"Tell me, Polly, do," whispered Phronsie, going over to her.
"Phronsie," said Polly very slowly, "Mamsie doesn't want a big party in the evening to see her married, but to have a cunning little company of friends come in the morning, and"—
"Ugh!" cried Joel in disgust, coming down suddenly to both feet.
"It will please Mamsie best," went on Polly, with a cold shoulder to Joel. "And I never should be happy in all this world to remember that I helped to make my Mamsie unhappy on her wedding day."

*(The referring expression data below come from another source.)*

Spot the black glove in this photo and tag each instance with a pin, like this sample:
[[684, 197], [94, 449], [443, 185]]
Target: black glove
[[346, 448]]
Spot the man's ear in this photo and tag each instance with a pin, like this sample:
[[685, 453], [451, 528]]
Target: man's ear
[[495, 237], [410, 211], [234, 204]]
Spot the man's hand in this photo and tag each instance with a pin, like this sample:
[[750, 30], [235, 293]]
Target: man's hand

Phronsie shivered, and her voice held a miserable little thrill as she begged, "Oh! make her be married just as she wants to be, Polly, do."
"Now that's what I call mean," cried Joel in a loud, vindictive tone back of Polly, "to work on Phronsie's feelings. You can't make me say I don't want Mamsie to have a wedding splurge, so there, Polly Pepper!"
Polly preserved a dignified silence, and presented her shoulder again to his view.
"You can't make me say it, Polly Pepper!" shouted Joel shrilly.
"Oh, Phronsie!" exclaimed Polly in a rapture, throwing her arms around the child, "Mamsie will be so pleased—you can't think. Let us go and tell her; come!"
"See here!" called Joel, edging up, "why don't you talk to me?"